Why Momentum Works (distill.pub)
Why Momentum Works (distill.pub)
183 points by m_ke 3 hours ago | 30 comments





Hm. So that helps with high-frequency noise. Any progress on what to do when the dimensions are of vastly different scales? I have an old physics engine which had to solve about 20-value nonlinear differential equations. During a collision, the equations go stiff, and some dimensions may be 10 orders of magnitude steeper than others. Gradient descent then faces very steep knife edges. This is called a "stiff system" numerically.

I'm really loving the choice of articles, especially since you're just getting started.

Edit: I'm referring to the journal, not the author.

Likewise, I'm very impressed with the early article selection. The site itself is beautiful, and interactive figures like the one at the top of this link are incredibly helpful.

Overall -- huge fan!

Thanks! We're just lucky to have authors like Gabe (@gabrielgoh) come to us with incredible articles. :)

I'm curious, did the author write the whole article including figures, or did someone else give life to the figures?

I can see this type of interactive journal becoming very popular in other fields, but not if the author has to create the diagrams him/herself.

Author here - I've created all the diagrams, though I've received really helpful editorial input from Shan Carter and Chris Olah. If you feel like doing some archeology, you can see for yourself the really ugly drafts in the github history - it isn't pretty!

I think these visualizations are deceptively easy to create. Javascript is a powerful language with many libraries, and in my experience, it just took a few nudges at exactly the right spots from Shan to go from an idea in my head to fully fledged diagram in distill. The tricky part has always been figuring out what to visualize, and if you're a researcher with an clever idea for a visualization, I recommend you reach out to the distill team.

As Gabe said, we mostly expect authors to produce diagrams and us to help edit them into outstanding articles. This is one example of the editing:

https://github.com/distillpub/post--momentum/issues/1

We've also had a few designers volunteer to work with researchers on visualization. So, in special cases, we may match-make researchers with designers to produce a great article.

Reminds me of this paper, "Causal Entropic Forces":

http://math.mit.edu/~freer/papers/PhysRevLett_110-168702.pdf

This is one of my favorite things ever. You should also look up "Jeremy England's Entropic Life" for a good companion thought.

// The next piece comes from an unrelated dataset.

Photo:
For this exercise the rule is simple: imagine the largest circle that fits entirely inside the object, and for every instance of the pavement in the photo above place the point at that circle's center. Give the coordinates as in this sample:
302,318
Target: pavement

It would be really, really great if you could somehow hook this up to Discourse so people could comment on and ask questions about the article. Allowing people to ask questions and having others answer like MathOverflow would I think bring a lot more clarity. Many different kinds of people want to understand material like this but may need the math unpacked in different ways.

I can't follow the math but the presentation is gorgeous (Safari on a MacBook retina display). Really great, keep up the good work!

Which part of the math did you find difficult to follow?

For those that don't read materials about optimization as much as they maybe should, what is "w​⋆"? It used without introduction and I don't know what it is. Perhaps this a convention I am not aware of?

the commenters below are correct - but I will push a change for this right away! It is my fault for not introducing it.

Optimal w. It is a convention but still ought to be introduced.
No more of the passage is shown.